In other words, give your kids the tools right away and over time they’ll learn how they work. Politeness, even when it’s by rote, still elicits a positive response from the important people in your child’s life, says Cindy. In turn, this builds up your child’s confidence and encourages them to keep it up. Good-manners are self-perpetuating.
Dining room do’s
One of the best ways to teach and demonstrate good manners is at the dinner table. And don’t worry; this isn’t about salad forks and finger bowls. Even if dinner is a frozen pizza, it is still an opportunity to learn.
Sit down at the table. Use a napkin and proper utensils. Say “please” and “thank you.” Engage in polite conversation. This as an excellent time to discuss the importance of polite behavior, says Cindy. Talk about things that happened during the day. Did someone misbehave at preschool? Was there an argument on the playground? Talk about how things could have gone better. Explore how manners could have helped.
Manners are their own reward
Be sure to be your child’s social cheerleader. When he’s on his best behavior, make sure to notice. “Teaching manners requires a lot of positive reinforcement,” says Cindy. “They want to know that you see them succeeding. They want to know that you’re pleased.”
And while manners should be expected around the house and some parents balk at “rewarding” common courtesy, it’s easy to show how good behavior is its own reward. Point out that when your child is well-behaved you’re more likely to take them to a restaurant or the park or the library. And, of course, bad behavior leads to an early exit.
The Golden Rule
By the time kids get to preschool, using “magic words” aren’t quite enough, says Jessica Witherell, a former preschool teacher and mother of two. “At this stage, it’s about sharing, listening and taking turns,” she says. “Kindness is the thing that other kids will respond to.” This is the time to talk about empathy, she says. “I know it’s a cliché, but there’s nothing like teaching the Golden Rule.”

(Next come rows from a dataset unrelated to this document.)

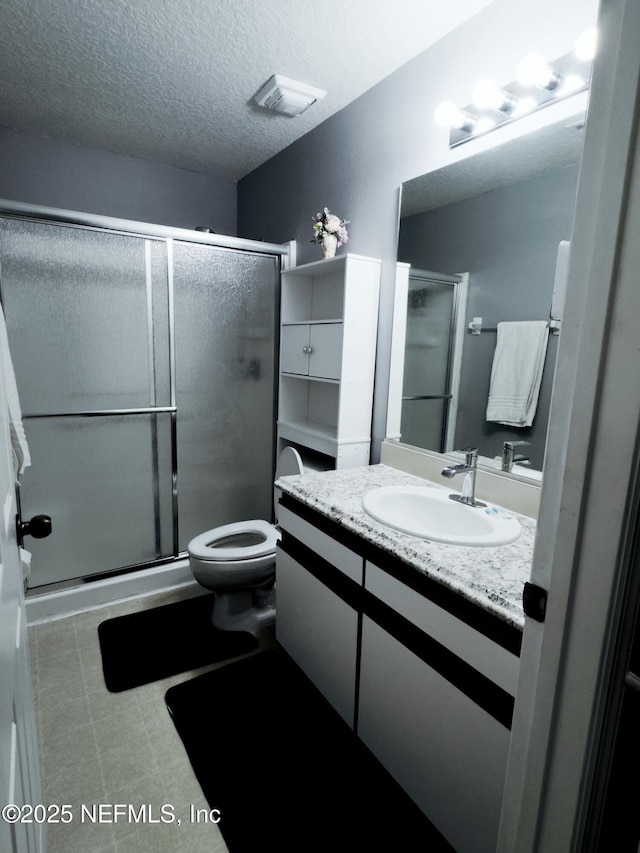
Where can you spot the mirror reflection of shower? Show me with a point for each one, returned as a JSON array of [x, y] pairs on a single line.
[[435, 306]]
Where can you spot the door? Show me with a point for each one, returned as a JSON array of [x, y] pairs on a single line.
[[428, 385], [146, 368], [19, 768], [587, 528], [87, 318]]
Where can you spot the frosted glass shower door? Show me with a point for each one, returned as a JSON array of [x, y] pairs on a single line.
[[87, 318], [225, 306], [426, 391]]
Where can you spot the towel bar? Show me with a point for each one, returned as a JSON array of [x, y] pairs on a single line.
[[476, 326]]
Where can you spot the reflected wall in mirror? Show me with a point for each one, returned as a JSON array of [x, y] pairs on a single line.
[[500, 217]]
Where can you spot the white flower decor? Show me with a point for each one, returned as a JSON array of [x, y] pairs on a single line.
[[328, 223]]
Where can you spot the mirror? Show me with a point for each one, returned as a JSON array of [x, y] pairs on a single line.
[[495, 222]]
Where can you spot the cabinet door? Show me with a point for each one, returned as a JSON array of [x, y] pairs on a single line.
[[325, 350], [319, 631], [447, 753], [294, 356]]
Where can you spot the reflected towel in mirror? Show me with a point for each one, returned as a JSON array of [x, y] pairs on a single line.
[[516, 373]]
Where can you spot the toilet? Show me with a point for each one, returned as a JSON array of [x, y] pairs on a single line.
[[238, 562]]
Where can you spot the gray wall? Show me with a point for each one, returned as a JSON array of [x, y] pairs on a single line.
[[355, 162], [46, 172], [507, 240]]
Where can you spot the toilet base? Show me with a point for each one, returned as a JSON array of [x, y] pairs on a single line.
[[244, 610]]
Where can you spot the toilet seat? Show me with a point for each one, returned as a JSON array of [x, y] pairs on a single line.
[[204, 547]]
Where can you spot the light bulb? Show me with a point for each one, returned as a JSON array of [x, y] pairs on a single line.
[[534, 71], [587, 45], [488, 96]]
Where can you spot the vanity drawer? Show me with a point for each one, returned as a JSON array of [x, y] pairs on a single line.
[[335, 553], [487, 657]]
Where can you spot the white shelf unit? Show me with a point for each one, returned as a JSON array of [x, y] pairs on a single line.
[[329, 322]]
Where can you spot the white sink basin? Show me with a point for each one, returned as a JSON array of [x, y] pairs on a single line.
[[430, 514]]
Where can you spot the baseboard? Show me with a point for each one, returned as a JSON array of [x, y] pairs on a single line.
[[48, 606]]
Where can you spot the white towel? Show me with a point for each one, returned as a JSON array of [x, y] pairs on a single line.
[[516, 373], [21, 456]]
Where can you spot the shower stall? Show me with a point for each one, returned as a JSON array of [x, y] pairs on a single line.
[[145, 360]]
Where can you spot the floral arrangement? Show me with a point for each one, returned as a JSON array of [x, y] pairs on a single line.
[[327, 223]]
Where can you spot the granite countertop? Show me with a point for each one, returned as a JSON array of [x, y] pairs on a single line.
[[493, 578]]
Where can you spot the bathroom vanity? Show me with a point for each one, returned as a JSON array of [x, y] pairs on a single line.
[[415, 644]]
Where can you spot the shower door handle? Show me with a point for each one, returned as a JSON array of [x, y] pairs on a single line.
[[39, 527]]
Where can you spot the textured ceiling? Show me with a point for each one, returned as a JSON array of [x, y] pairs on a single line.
[[172, 81]]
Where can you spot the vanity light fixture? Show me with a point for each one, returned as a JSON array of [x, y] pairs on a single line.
[[488, 96], [449, 115], [534, 71], [538, 84]]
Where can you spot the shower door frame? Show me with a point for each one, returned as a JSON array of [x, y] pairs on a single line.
[[169, 235]]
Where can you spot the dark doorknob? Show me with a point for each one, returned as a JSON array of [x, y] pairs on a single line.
[[39, 527]]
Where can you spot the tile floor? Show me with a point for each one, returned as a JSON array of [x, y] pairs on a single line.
[[98, 747]]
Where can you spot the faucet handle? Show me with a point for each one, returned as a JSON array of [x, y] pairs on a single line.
[[470, 455]]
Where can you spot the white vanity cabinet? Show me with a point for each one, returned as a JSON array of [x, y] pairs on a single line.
[[435, 703], [329, 318], [427, 675], [317, 621]]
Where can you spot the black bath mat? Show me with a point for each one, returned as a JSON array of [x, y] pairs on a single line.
[[284, 770], [152, 644]]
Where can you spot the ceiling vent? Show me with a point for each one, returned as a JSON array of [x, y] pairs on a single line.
[[287, 97]]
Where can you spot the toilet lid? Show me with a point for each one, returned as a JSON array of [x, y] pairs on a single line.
[[243, 540]]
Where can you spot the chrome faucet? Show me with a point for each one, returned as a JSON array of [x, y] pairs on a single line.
[[469, 466], [509, 456]]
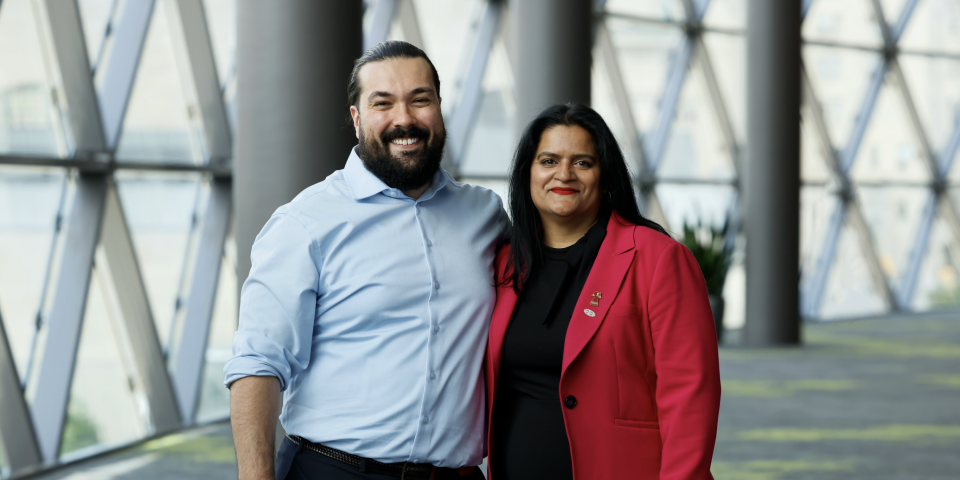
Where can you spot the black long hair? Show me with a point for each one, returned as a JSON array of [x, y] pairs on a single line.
[[526, 244]]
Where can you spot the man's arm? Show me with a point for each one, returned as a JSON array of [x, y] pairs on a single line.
[[254, 408]]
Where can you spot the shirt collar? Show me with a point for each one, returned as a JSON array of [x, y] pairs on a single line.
[[363, 184]]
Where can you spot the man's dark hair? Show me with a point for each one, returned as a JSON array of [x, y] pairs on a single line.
[[383, 51], [526, 244]]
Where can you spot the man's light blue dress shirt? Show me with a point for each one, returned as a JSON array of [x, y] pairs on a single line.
[[372, 308]]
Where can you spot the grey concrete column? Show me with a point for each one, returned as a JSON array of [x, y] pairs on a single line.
[[550, 43], [293, 63], [772, 195]]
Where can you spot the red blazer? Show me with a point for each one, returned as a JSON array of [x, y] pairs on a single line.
[[643, 371]]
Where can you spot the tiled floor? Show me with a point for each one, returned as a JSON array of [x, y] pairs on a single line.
[[871, 399]]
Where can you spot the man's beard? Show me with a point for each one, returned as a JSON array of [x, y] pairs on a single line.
[[408, 170]]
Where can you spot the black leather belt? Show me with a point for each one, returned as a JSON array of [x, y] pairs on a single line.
[[404, 470]]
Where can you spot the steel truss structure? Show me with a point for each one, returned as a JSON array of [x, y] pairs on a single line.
[[90, 105]]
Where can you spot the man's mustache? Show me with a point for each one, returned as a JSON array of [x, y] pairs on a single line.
[[412, 132]]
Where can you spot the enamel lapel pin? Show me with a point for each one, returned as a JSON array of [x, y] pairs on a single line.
[[594, 302]]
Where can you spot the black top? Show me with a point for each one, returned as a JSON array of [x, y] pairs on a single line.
[[529, 437]]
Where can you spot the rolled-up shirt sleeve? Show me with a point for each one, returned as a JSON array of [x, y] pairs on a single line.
[[277, 304]]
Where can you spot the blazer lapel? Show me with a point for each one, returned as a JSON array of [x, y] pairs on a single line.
[[613, 260]]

With preschool comes peer pressure. “It can come as a shock,” says Jessica. “Most kids at this stage are pretty self-centered.” It’s hard for them to learn that “if you don’t behave nicely, other kids won’t like you.”
Take two! (or three, or four)
Learning anything new takes time so don’t feel badly if you have setbacks. Treat them as an opportunity to learn.

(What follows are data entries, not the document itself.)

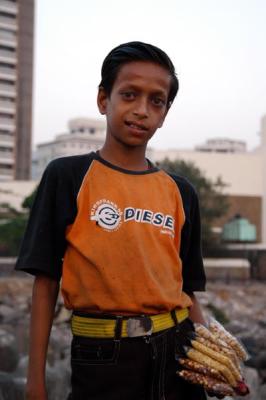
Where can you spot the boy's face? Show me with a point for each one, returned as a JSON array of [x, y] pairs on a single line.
[[137, 105]]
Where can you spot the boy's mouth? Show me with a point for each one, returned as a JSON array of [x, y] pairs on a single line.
[[136, 126]]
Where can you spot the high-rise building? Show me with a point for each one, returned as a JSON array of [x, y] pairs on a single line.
[[16, 66]]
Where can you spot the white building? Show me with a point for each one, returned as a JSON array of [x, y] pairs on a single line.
[[84, 135], [244, 173], [223, 145], [16, 65]]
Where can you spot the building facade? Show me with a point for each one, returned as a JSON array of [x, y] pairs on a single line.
[[83, 136], [16, 71], [243, 172]]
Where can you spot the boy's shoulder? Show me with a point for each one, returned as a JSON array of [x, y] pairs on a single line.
[[68, 163], [185, 187]]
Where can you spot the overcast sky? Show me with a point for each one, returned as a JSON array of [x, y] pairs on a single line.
[[218, 48]]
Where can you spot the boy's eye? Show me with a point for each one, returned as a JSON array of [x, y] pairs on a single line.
[[128, 95], [157, 101]]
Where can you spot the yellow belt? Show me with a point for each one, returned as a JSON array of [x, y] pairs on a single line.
[[105, 328]]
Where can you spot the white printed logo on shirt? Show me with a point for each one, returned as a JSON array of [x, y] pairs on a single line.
[[106, 214], [109, 217]]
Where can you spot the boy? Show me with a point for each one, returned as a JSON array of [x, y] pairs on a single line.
[[125, 237]]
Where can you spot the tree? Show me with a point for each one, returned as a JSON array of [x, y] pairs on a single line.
[[213, 203], [12, 226]]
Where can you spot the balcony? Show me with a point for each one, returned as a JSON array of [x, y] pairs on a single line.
[[6, 175], [6, 157], [7, 107], [8, 56], [9, 7], [8, 90], [8, 73], [8, 124], [9, 23], [7, 141], [8, 39]]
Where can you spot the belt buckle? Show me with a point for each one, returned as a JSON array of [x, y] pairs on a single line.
[[139, 326]]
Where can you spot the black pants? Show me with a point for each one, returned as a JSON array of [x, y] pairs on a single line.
[[142, 368]]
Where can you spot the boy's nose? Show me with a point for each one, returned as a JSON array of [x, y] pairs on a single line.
[[141, 108]]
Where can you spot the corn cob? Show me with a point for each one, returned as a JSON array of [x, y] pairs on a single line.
[[209, 384], [222, 334], [206, 360], [200, 368], [218, 357], [224, 350], [206, 334]]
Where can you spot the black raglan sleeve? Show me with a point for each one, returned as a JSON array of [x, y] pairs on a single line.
[[44, 243], [194, 278]]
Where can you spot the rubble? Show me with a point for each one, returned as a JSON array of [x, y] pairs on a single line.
[[243, 305]]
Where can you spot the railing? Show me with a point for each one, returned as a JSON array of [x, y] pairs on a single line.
[[9, 89], [8, 6], [8, 72], [7, 105], [7, 140], [6, 155], [8, 22], [10, 55], [9, 37]]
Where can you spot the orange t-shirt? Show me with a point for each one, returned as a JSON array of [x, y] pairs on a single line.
[[130, 243]]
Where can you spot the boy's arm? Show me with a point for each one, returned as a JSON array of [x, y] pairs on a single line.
[[195, 312], [44, 296]]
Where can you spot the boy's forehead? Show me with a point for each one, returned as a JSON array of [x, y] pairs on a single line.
[[144, 72]]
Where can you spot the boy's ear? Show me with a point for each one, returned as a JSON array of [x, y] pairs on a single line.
[[102, 100], [162, 121]]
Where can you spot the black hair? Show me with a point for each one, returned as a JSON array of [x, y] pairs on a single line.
[[136, 51]]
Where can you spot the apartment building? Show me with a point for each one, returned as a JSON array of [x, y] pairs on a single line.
[[16, 70]]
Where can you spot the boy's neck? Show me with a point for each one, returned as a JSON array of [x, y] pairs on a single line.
[[131, 158]]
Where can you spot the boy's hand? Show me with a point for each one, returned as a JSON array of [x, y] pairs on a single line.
[[36, 392], [211, 394]]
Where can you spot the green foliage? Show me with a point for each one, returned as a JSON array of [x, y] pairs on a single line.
[[218, 314], [11, 234], [213, 204], [12, 226], [28, 201]]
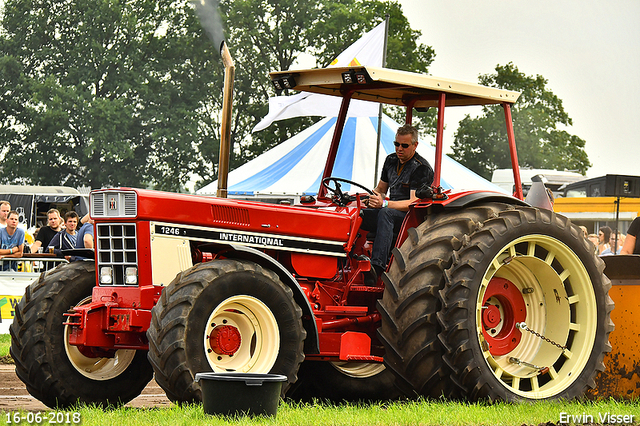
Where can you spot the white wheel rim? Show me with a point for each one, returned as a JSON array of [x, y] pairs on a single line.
[[257, 328], [359, 370], [98, 368], [560, 306]]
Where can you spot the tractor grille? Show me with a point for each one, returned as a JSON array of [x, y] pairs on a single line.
[[116, 248], [111, 204]]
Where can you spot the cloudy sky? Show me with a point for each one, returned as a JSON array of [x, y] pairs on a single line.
[[589, 51]]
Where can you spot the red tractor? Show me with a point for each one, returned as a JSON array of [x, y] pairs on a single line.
[[486, 296]]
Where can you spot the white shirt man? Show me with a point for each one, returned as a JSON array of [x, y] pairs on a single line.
[[46, 233], [11, 241], [5, 208]]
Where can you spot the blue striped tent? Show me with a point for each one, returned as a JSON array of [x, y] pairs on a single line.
[[295, 167]]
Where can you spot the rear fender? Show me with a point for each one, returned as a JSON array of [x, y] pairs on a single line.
[[311, 343]]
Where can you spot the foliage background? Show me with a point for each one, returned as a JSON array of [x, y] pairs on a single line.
[[128, 93]]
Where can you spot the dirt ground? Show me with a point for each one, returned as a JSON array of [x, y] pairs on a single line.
[[14, 395]]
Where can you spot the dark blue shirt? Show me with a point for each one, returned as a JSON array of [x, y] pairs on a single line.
[[402, 178]]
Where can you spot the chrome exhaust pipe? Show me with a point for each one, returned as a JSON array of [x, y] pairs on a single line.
[[225, 128]]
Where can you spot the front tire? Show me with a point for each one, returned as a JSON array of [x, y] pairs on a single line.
[[220, 316], [54, 371], [534, 267], [344, 381]]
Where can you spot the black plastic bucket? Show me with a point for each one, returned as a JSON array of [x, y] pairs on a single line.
[[231, 394]]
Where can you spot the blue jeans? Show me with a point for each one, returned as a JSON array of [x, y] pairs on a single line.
[[384, 222]]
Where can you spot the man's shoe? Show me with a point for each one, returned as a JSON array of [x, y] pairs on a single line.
[[371, 277]]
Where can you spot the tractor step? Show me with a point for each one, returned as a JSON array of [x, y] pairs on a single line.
[[365, 358]]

Rachel Faralan-Mingo, a former social worker and mother of five, says she insists on do-overs. “When my children forget their manners, I don’t just tell them what they should have done,” she says. “I say, ‘try again.’ I make them physically do it over.” Kids don’t always listen, she says, but they do learn from practicing.
So be patient, says Sheri Cole, mother of three. “Raising polite children means hearing yourself say please and thank you thousands of times, even occasionally to unrelated children.” It’s hard, she says, “but one day they no longer need to be reminded, and that’s when you know you’ve succeeded!”

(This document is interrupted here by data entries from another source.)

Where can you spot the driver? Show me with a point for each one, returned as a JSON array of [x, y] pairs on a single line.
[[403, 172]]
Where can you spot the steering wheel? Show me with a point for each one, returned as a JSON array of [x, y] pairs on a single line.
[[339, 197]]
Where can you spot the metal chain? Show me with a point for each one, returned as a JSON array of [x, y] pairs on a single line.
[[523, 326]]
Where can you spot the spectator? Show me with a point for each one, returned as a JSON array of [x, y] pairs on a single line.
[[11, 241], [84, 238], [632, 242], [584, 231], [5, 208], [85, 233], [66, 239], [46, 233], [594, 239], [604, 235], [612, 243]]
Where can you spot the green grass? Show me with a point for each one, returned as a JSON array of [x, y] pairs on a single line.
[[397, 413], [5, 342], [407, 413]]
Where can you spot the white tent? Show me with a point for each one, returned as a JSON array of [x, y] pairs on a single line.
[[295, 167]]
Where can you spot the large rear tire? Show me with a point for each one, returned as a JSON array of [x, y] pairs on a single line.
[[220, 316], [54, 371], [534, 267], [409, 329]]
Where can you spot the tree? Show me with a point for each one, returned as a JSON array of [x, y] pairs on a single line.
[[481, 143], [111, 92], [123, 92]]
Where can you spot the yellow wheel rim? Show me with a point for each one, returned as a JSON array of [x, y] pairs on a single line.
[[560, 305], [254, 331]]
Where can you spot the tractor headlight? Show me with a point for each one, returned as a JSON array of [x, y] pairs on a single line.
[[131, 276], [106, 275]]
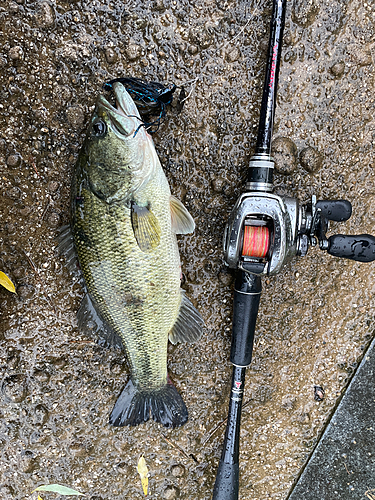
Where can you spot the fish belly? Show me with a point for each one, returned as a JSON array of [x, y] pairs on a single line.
[[136, 293]]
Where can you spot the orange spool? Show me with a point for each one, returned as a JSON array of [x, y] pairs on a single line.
[[256, 241]]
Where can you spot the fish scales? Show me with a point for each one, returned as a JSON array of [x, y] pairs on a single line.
[[124, 225], [138, 293]]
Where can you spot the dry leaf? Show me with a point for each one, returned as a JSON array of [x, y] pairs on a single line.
[[7, 282], [143, 472]]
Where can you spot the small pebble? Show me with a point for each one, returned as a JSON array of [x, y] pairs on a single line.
[[338, 69], [15, 390], [45, 16], [14, 193], [225, 278], [14, 161], [53, 219], [304, 12], [133, 51], [234, 55], [110, 55], [53, 186], [171, 492], [16, 53], [192, 49], [178, 470], [159, 5], [284, 152], [19, 272], [76, 116], [25, 291], [13, 8], [318, 393], [310, 159], [25, 211]]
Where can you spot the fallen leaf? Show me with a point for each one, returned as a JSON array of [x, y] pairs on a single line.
[[143, 472], [7, 282], [57, 488]]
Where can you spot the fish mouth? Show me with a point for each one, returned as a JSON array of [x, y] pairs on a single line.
[[124, 116]]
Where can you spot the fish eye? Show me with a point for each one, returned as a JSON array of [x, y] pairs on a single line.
[[99, 128]]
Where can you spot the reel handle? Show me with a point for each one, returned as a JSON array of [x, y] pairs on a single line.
[[360, 247], [335, 210]]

Every parent wants to see their child succeed and good manners are an essential part of every child’s toolkit. After all, children with manners have more opportunities. Other parents will welcome them over for play-dates. Teachers will be glad to see them in their classrooms. Other kids will invite them into their schoolyard games.
“Having good social skills is so impactful,” says Cindy. “Children’s lives are virtually dependent on being social and establishing friendships. We’re social and emotional beings. We can’t survive alone.”
That’s good news for my daughter. And now, after some basic phone etiquette review, some role-play and a few practice calls, I can’t get her off the phone.